Dessa forma, o PDCA é utilizado para estabelecer e manter padrões e também para a busca das suas melhorias de forma contínua.

O síndico deve estabelecer dois tipos de metas ao usar a metodologia do PDCA:

   A) Metas para manter, que também podem ser chamadas de metas padrão, ou seja, o intuito é manter os resultados satisfatórios obtidos.

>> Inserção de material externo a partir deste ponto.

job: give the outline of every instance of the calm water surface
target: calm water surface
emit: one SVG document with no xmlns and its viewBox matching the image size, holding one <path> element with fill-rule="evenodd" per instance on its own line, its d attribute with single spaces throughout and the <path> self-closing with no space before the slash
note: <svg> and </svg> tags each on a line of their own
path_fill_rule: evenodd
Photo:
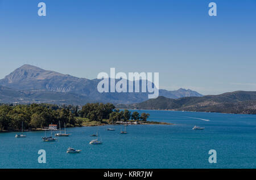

   B) Metas para melhorar. O objetivo é atingir novas metas ou novos resultados.

FASES DO TRABALHO

1) Análise de Risco visando levantar as principais vulnerabilidade, erros e falhas no que tange a toda estrutura de segurança do condomínio relacionada a equipamentos físicos, eletrônicos, normas e procedimentos desatualizadas, sinistros promovidos por pessoas externas e internas e etc. O ideal, é que nessa fase seja contratado analista de risco e consultor de segurança experiente para ajudar no processo de levantamento. Muitos prédios criam Conselho de Segurança composto por 2 ou 3 moradores que são afeitos ao tema em questão para auxiliar o trabalho do síndico;

 2) Definição das ações para prevenir e corrigir eventuais problemas;

3) Estabelecer prioridades pelo grau de risco aos moradores e funcionários do condomínio e domésticos;

4) Verificar se as ações foram bem executadas e se realmente estão funcionando; aconselha-se a elaboração de relatórios para registrar o que deu certo e o que precisa ser melhorado ou reformulado. Todo plano ou ação deve estar alinhado com o planejamento estratégico de segurança do condomínio e precisa apresentar resultados palpáveis;

5) Ação corretiva, sendo que algumas poderão ser implementadas de ofício pelo administrador e outras irão precisar de aprovação em Assembleia Geral;

6) Treinamento e capacitação de funcionários do condomínio e palestras de conscientização para moradores; realizadas anualmente;

7) Análise dos resultados para a implementação do plano, revisão e/ou melhoria do mesmo

8) Padronização dos resultados que forem executadas com sucesso.

Caríssimos síndicos, esse é o caminho; basta seguir e implementar e assim obter bom nível de segurança para o condomínio, de forma profissional e definitiva!